- Born: Lillian Hyde Craig June 7, 1932 San Diego, California, U.S.
- Died: September 24, 2017 (aged 85)
- Education: College of Notre Dame of Maryland
- Occupation: Author
- Relatives: Lillian Hyde and John R. Craig
- Writing career
- Pen name: Kit Craig
- Genres: Speculative fiction and literary fiction
- Notable work: Kit Reed bibliography
- Notable awards: Guggenheim Fellow
- Website: Official website

= Kit Reed =

American author

Kit Reed, also known as Lillian Hyde Craig or Lil(l)ian Craig Reed (June 7, 1932 – September 24, 2017), (Note: Many sources spell her first name "Lillian", although some spell it "Lilian".) was an American author of both speculative fiction and literary fiction, as well as psychological thrillers under the pseudonym Kit Craig.

==Biography==
Reed was born Lillian Hyde Craig on June 7, 1932, in San Diego, California. She was a daughter of schoolteacher Lillian Hyde and US Naval officer John R. Craig. She was nicknamed "Kitten" at an early age and later legally changed her name to Kit Reed. Her father would command the submarine USS Grampus (SS-207), which was lost with all hands early in 1943, probably sunk by the Japanese.

By age 12, she had written a series of books about a stand-up bunny rabbit. At the College of Notre Dame of Maryland (now Notre Dame of Maryland University), nuns let her write short stories instead of a research paper for her senior thesis, allowing her to avoid the research she hated."

Reed worked as a journalist for a number of years, including for The St. Petersburg Times and The New Haven Register. She won awards for a series of articles about juvenile courts in Connecticut and twice was named "New England Newspaperwoman of the Year."

Reed served as a professor and resident writer at Wesleyan University for decades. She was married to Joseph Reed and had three children including Kate Maruyama, who is also an author. Reed died on September 24, 2017, at age 85, after being diagnosed with an inoperable brain tumor.

==Writing==

Reed's first short story, "The Wait" (1958), was published by Anthony Boucher in The Magazine of Fantasy & Science Fiction. She is a Guggenheim Fellow and recipient of a five-year grant literary from the Abraham Woursell Foundation.

The New York Times Book Review said about her short fiction in 2006: "Reed has a prose style that's pure dry ice, displayed in dystopian stories that specialize in bitterness and dislocation." The Wall Street Journal said: "The title of Kit Reed's [2013] selection of her own short stories, The Story Until Now (Wesleyan), reminds us that although she has been writing award-winning fiction for some 50 years, she's still accelerating. The scope of these 35 stories is immense, their variety unmatched."
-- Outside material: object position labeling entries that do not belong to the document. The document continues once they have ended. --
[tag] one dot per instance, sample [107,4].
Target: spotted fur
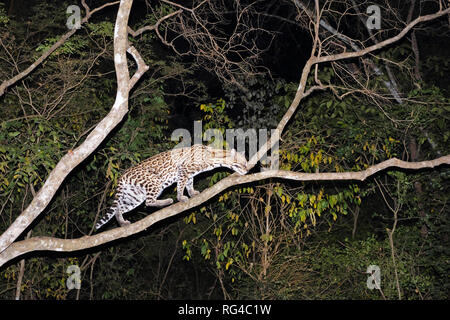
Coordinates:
[147,180]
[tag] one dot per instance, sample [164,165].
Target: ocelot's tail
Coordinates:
[109,215]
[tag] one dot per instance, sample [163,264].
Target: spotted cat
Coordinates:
[147,180]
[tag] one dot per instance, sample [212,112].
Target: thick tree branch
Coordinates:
[7,83]
[68,245]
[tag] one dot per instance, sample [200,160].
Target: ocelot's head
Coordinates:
[229,159]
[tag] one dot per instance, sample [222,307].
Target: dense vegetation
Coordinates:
[269,240]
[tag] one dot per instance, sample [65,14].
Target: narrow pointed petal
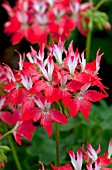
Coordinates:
[47,124]
[57,116]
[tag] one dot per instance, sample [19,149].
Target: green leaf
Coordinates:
[43,147]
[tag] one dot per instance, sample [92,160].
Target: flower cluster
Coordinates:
[35,19]
[89,157]
[46,85]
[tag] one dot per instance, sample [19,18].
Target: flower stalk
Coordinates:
[57,144]
[10,141]
[89,35]
[100,4]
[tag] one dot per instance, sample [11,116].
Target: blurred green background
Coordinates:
[78,131]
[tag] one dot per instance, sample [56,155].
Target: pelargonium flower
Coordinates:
[46,83]
[89,157]
[34,20]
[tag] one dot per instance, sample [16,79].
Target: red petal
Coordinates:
[28,104]
[94,96]
[33,113]
[57,116]
[85,107]
[10,118]
[47,124]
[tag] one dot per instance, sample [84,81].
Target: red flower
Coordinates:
[23,130]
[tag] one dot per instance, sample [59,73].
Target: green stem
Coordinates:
[6,134]
[88,45]
[57,144]
[100,4]
[10,141]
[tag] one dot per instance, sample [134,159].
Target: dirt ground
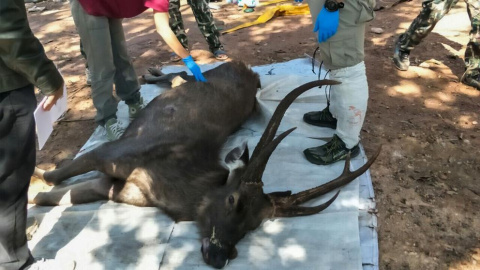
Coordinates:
[425,179]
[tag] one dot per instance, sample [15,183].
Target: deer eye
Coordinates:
[231,200]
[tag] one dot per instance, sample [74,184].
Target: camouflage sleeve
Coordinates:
[22,52]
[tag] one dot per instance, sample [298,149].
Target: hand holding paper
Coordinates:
[47,112]
[48,103]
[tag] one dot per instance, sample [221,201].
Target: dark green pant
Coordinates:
[204,19]
[432,12]
[17,161]
[103,41]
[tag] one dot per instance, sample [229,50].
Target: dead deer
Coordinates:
[169,158]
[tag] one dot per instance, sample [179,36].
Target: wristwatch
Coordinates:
[332,5]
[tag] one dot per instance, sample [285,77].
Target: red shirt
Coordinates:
[119,9]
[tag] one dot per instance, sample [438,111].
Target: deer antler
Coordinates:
[259,159]
[287,206]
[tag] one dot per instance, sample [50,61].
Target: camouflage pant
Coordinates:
[204,19]
[432,12]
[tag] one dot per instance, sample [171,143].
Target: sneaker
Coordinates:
[331,152]
[401,59]
[321,118]
[471,78]
[114,129]
[88,76]
[32,226]
[52,264]
[135,108]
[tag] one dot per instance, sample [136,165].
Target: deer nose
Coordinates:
[213,255]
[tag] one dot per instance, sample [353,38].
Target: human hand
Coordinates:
[194,68]
[52,99]
[326,24]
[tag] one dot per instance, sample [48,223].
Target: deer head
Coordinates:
[227,214]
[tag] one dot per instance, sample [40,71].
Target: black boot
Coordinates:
[401,58]
[321,118]
[331,152]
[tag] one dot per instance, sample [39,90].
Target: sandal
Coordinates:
[174,57]
[220,54]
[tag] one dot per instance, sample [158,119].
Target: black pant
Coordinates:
[17,161]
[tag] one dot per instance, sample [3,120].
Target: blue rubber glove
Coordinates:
[194,68]
[326,24]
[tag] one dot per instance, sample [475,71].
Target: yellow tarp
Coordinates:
[282,10]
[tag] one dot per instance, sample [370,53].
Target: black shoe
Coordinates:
[331,152]
[321,118]
[401,59]
[471,78]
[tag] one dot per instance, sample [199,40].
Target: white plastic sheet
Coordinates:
[107,235]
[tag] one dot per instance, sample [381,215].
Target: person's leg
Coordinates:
[94,32]
[176,23]
[207,26]
[87,71]
[126,83]
[422,25]
[471,76]
[17,145]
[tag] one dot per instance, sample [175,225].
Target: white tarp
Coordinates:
[107,235]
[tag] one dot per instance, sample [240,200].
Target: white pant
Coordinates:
[348,102]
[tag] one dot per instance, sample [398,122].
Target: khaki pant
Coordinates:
[343,55]
[104,44]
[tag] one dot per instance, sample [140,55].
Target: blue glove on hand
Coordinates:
[194,68]
[326,24]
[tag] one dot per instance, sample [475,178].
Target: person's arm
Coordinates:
[21,51]
[164,30]
[328,20]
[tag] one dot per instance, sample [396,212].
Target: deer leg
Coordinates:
[80,165]
[98,189]
[85,192]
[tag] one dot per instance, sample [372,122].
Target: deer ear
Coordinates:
[238,154]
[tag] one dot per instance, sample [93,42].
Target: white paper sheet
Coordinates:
[45,119]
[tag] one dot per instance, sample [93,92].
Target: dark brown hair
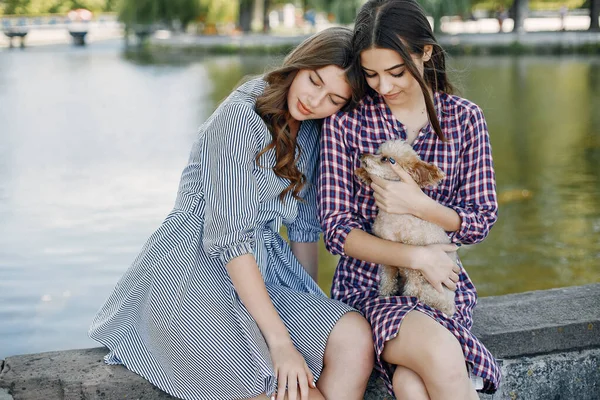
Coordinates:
[332,46]
[402,26]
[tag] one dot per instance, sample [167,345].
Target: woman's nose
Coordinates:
[315,99]
[385,86]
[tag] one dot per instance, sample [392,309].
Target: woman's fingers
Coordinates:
[303,386]
[292,386]
[281,384]
[454,277]
[310,377]
[450,285]
[401,172]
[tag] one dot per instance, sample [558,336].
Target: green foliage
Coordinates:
[440,8]
[344,10]
[36,7]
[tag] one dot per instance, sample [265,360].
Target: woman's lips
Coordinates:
[302,108]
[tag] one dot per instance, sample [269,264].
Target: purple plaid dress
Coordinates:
[346,204]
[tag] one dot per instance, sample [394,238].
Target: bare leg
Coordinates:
[408,385]
[314,394]
[433,353]
[348,359]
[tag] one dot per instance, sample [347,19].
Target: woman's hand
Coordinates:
[291,371]
[436,266]
[399,197]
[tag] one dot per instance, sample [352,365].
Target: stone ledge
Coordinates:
[539,322]
[548,343]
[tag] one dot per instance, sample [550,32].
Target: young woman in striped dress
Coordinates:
[421,353]
[218,305]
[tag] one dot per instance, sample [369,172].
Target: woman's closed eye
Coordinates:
[398,75]
[313,81]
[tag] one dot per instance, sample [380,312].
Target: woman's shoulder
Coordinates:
[363,109]
[453,105]
[246,93]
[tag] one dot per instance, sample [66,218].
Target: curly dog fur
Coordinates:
[407,228]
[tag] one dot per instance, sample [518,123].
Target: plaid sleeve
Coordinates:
[476,201]
[335,190]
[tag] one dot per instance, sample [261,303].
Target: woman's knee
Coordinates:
[351,340]
[408,385]
[427,348]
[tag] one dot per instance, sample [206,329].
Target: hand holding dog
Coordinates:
[399,197]
[436,266]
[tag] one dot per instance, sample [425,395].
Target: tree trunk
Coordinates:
[594,15]
[266,9]
[245,18]
[520,9]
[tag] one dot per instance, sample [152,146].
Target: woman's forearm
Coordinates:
[364,246]
[439,214]
[250,286]
[308,255]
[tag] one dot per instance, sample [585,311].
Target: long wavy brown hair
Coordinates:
[402,26]
[332,46]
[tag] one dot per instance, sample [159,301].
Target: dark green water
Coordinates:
[92,144]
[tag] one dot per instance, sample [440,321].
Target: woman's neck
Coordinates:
[294,126]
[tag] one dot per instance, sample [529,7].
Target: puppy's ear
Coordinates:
[363,176]
[426,174]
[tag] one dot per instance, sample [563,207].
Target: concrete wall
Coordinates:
[548,344]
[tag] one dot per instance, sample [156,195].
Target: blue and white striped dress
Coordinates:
[174,317]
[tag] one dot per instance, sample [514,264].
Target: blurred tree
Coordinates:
[439,8]
[169,13]
[594,15]
[16,6]
[245,14]
[344,11]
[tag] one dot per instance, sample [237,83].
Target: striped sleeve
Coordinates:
[476,200]
[230,187]
[335,191]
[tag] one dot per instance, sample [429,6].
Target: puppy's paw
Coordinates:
[363,176]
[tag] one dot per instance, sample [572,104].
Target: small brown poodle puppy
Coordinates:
[407,228]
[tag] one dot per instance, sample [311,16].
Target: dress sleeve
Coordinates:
[476,201]
[306,227]
[229,184]
[335,189]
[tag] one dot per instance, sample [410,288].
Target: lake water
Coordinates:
[92,143]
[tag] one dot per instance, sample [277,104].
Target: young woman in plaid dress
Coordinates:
[421,353]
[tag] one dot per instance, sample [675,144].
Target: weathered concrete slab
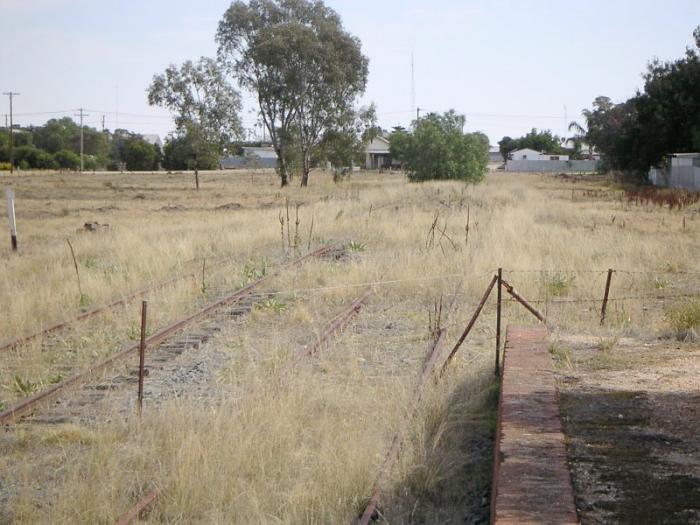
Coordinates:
[531,481]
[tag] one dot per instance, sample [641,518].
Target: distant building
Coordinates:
[531,160]
[153,139]
[681,170]
[531,154]
[377,154]
[253,157]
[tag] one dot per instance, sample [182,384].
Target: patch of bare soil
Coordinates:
[632,419]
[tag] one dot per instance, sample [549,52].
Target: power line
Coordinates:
[81,114]
[11,94]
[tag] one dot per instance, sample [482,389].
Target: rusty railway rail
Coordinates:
[371,510]
[28,405]
[336,324]
[83,316]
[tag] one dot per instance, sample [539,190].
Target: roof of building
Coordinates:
[261,152]
[684,155]
[152,139]
[378,145]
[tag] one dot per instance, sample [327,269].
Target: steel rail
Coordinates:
[18,341]
[27,405]
[335,324]
[370,511]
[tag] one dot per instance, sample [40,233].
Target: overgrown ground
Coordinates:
[303,446]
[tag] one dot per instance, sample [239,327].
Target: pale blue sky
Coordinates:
[509,65]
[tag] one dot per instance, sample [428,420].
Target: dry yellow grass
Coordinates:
[303,448]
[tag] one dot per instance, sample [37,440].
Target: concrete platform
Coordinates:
[531,482]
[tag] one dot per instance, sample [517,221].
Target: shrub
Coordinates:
[438,149]
[67,159]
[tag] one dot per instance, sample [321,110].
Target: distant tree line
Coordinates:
[438,148]
[56,145]
[543,141]
[664,118]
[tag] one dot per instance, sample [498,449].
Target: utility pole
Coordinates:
[12,139]
[81,115]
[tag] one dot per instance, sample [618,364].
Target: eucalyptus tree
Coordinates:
[304,68]
[205,106]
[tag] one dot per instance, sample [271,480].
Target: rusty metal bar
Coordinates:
[524,302]
[27,405]
[370,511]
[90,313]
[142,352]
[498,321]
[470,325]
[14,343]
[337,323]
[605,296]
[138,510]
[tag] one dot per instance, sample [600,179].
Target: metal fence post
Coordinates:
[498,322]
[605,296]
[142,352]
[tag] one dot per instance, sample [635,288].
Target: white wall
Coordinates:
[549,166]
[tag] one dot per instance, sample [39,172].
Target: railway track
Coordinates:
[163,340]
[330,329]
[111,305]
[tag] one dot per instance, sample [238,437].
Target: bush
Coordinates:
[438,149]
[67,159]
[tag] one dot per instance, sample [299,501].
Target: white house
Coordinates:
[153,140]
[377,155]
[531,154]
[682,170]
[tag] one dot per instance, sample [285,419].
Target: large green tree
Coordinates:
[663,118]
[438,149]
[206,107]
[344,144]
[304,68]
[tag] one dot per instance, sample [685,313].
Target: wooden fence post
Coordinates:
[11,216]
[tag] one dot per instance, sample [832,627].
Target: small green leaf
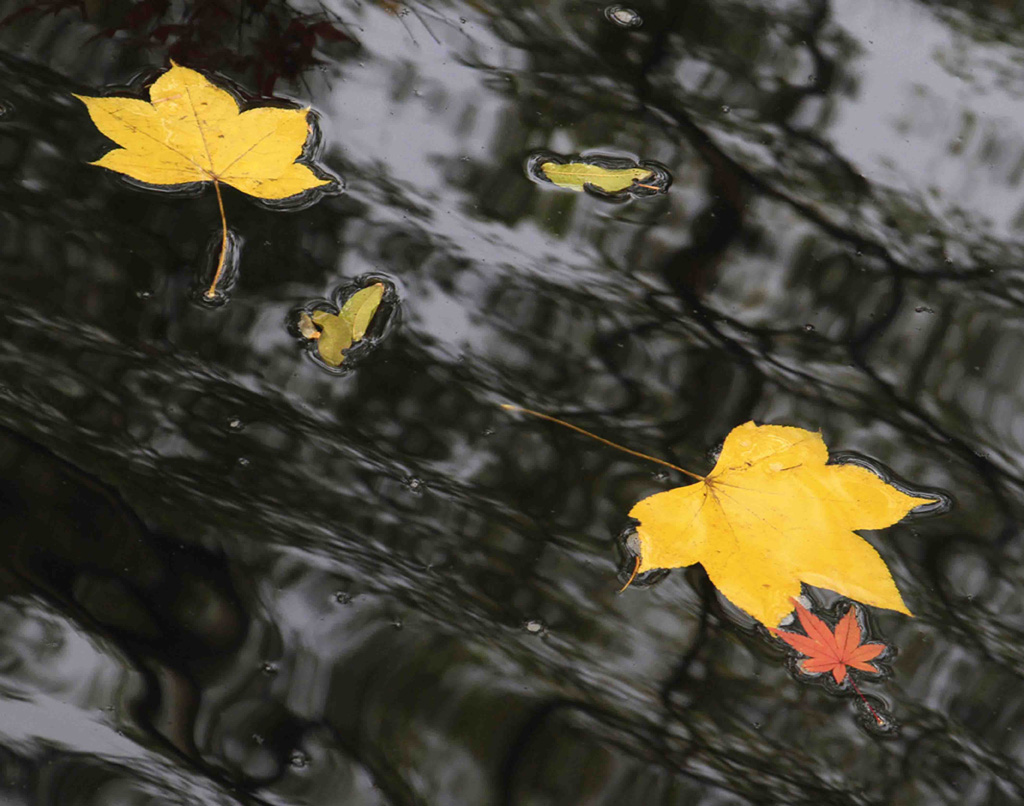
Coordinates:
[574,176]
[359,308]
[339,331]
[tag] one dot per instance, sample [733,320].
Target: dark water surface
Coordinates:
[230,577]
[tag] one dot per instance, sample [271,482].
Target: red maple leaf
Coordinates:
[828,651]
[834,651]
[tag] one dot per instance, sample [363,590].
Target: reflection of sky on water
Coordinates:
[931,114]
[312,623]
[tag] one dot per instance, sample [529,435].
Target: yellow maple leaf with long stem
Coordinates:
[771,514]
[192,131]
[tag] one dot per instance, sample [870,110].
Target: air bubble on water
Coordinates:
[624,16]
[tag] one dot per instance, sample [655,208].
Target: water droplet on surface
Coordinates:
[624,16]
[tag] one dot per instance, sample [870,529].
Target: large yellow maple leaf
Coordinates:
[192,131]
[772,514]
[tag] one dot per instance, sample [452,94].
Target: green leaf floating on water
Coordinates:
[574,175]
[335,333]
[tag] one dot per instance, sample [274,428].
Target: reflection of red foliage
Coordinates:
[268,39]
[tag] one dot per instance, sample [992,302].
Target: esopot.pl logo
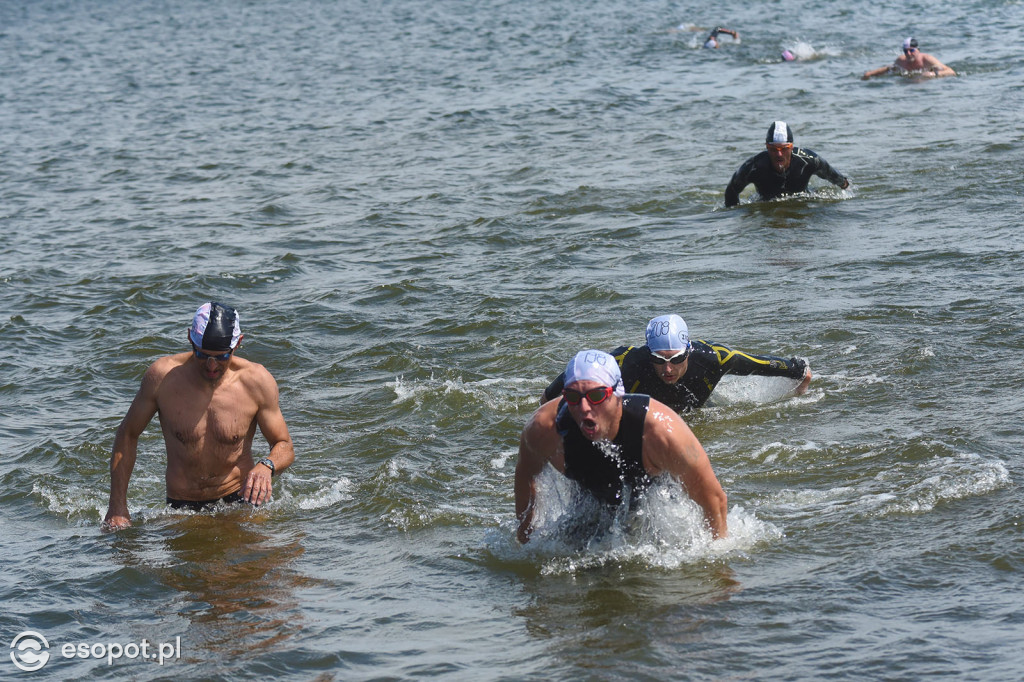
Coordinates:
[29,650]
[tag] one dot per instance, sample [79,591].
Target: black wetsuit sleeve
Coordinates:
[826,172]
[739,180]
[554,389]
[735,361]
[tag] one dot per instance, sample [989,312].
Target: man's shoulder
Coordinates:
[252,374]
[163,366]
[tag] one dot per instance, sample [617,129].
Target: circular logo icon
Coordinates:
[29,650]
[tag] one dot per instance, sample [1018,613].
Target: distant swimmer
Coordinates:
[781,169]
[612,443]
[712,42]
[913,62]
[682,373]
[210,402]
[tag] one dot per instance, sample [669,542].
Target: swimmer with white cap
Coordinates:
[683,373]
[210,402]
[781,169]
[712,42]
[611,443]
[912,62]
Her stories appeared in venues ranging from The Magazine of Fantasy & Science Fiction to The Yale Review and The Kenyon Review, and are widely anthologized. Many of her stories are published as feminist science fiction and she was nominated for the James Tiptree Jr. Award three times. In 2005 her novel, Thinner Than Thou, was given the Alex Award by the Young Adult Library Services Association (YALSA), a division of the American Library Association (ALA).